Two forcws of magnitud4.0N and 7.0N act on a small object B. The angle between the directions along which forces act is 50°
Determine the magnitude and direction of the resultant force on tha body B by means of a scale diagram
To find the magnitude and direction of the resultant force on object B, you can use vector addition.
1. Begin by breaking down each force into its x and y components.
Force 1 (4.0N):
- Horizontal Component: 4.0N * cos(50°)
- Vertical Component: 4.0N * sin(50°)
Force 2 (7.0N):
- Horizontal Component: 7.0N * cos(0°)
- Vertical Component: 7.0N * sin(0°)
Note: The angle for Force 1 is given as 50°, and for Force 2 as 0°, representing the direction of the forces.
2. Sum up the horizontal and vertical components of the forces separately.

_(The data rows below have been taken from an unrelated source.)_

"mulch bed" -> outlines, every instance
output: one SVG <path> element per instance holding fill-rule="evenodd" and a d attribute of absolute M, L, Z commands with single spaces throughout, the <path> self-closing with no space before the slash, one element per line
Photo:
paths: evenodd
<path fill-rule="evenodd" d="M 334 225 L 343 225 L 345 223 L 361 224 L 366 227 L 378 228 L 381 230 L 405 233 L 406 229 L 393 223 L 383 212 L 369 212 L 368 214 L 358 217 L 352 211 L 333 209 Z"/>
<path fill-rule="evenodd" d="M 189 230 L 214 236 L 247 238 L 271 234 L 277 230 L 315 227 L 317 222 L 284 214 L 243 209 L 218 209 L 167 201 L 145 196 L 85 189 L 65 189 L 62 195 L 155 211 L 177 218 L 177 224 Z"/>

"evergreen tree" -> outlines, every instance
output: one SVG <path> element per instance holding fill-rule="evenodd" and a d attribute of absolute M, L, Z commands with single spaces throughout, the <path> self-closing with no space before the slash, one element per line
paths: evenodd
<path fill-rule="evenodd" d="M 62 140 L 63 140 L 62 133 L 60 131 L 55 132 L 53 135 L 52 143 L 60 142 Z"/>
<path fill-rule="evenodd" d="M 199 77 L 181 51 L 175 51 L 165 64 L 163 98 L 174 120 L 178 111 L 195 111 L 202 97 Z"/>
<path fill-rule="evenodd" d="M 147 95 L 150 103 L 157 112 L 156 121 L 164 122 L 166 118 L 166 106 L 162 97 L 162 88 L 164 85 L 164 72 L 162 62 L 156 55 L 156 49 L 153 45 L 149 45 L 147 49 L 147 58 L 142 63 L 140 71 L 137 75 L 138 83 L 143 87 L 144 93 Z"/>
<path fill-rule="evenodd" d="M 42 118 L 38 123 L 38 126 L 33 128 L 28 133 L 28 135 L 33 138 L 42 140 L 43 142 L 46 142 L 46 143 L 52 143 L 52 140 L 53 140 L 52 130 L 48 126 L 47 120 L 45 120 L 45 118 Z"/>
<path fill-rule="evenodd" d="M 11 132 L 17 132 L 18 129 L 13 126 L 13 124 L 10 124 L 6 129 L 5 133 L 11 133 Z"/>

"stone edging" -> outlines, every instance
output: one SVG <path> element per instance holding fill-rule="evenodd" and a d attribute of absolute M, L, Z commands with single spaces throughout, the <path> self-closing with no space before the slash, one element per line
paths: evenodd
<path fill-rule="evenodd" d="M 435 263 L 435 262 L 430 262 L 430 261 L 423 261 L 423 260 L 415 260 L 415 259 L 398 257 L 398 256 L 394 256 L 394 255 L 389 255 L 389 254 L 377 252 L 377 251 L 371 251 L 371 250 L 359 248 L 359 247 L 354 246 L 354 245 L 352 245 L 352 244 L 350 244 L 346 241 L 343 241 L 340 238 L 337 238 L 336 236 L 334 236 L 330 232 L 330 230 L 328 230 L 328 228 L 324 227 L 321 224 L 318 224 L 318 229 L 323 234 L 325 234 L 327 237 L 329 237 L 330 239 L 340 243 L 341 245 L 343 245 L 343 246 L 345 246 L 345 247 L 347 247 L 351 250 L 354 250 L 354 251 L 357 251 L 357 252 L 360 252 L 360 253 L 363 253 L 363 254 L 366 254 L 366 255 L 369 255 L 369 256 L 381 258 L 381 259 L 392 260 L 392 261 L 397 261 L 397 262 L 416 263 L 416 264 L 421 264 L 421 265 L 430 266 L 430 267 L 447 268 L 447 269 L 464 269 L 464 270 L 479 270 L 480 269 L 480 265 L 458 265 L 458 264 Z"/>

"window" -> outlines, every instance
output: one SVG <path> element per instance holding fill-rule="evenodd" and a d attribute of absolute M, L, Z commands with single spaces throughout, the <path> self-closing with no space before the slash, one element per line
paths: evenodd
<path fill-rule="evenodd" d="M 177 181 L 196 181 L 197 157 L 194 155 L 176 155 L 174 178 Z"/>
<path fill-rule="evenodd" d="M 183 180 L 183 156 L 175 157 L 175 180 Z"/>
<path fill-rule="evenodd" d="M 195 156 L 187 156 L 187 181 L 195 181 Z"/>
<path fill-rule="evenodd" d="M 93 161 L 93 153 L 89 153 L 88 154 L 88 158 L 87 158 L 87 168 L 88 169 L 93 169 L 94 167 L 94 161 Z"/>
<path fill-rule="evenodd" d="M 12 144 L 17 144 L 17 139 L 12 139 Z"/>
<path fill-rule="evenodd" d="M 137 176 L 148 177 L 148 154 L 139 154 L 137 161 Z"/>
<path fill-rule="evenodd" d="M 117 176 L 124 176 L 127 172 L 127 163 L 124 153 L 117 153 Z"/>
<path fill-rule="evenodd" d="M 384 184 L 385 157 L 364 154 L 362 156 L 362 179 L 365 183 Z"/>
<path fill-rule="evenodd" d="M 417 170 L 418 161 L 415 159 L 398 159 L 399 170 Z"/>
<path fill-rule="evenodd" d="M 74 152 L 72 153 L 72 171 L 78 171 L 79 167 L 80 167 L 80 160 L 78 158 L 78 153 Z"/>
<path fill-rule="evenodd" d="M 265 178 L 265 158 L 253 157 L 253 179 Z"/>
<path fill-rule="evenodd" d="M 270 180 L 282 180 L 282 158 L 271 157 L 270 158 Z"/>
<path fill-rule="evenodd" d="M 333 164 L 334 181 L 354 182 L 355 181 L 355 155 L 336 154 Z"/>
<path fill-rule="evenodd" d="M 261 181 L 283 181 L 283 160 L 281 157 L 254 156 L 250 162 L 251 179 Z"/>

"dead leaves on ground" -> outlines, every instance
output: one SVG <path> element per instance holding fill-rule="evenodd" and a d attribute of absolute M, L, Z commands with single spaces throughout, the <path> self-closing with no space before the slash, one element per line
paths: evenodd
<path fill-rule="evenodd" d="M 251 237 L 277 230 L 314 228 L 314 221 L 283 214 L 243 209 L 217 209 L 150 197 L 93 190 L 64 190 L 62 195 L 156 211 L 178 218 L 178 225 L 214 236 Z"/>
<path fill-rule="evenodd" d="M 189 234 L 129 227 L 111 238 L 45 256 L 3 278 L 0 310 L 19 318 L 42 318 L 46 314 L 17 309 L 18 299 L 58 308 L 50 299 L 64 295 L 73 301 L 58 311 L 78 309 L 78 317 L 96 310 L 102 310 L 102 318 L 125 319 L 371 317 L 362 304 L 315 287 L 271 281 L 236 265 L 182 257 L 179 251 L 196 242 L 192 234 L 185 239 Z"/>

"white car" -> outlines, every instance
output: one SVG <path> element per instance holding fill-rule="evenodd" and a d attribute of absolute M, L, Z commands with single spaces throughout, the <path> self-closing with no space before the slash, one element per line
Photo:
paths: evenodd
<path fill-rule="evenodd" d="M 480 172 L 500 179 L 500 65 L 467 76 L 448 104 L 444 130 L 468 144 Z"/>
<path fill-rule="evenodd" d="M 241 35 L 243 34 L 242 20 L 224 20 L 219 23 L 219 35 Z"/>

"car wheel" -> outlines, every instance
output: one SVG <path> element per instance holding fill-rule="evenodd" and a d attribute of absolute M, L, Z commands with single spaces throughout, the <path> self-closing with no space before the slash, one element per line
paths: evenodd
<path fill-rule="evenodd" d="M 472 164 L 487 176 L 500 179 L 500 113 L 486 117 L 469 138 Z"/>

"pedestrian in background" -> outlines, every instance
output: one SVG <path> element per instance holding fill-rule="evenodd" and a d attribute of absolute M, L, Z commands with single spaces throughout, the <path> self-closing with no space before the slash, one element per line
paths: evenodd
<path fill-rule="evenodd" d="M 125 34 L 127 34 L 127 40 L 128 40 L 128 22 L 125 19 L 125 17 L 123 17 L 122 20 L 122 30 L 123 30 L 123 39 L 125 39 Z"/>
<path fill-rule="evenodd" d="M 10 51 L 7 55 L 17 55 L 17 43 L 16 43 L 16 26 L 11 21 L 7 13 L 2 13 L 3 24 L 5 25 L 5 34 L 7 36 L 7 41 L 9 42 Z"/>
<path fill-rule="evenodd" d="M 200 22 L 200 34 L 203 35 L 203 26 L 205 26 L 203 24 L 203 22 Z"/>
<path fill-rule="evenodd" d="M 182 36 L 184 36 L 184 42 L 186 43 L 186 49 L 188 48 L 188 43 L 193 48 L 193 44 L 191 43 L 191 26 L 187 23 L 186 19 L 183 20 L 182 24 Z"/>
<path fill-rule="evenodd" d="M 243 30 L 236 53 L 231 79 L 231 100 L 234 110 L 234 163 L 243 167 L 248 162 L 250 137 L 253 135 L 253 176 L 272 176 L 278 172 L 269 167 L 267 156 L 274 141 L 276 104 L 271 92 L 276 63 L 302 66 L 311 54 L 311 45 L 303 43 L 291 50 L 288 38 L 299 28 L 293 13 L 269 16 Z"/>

Horizontal Component total: Horizontal Component of Force 1 + Horizontal Component of Force 2
Vertical Component total: Vertical Component of Force 1 + Vertical Component of Force 2
3. Find the magnitude of the resultant force using the Pythagorean theorem.
Magnitude of Resultant Force = √(Horizontal Component total^2 + Vertical Component total^2)
4. Determine the direction of the resultant force using inverse trigonometric functions.
Direction θ = tan^(-1)(Vertical Component total / Horizontal Component total)
This will give you the magnitude and direction of the resultant force.
You have to add the forces. You did not say how the forces are acting, are both pushing, or not?
Assume pushing on the object..
let the 4N be on the x axis, toward the center.
f1=-4N x
F2=-(7N*cos50 x )-(7N*sin50)y
add them.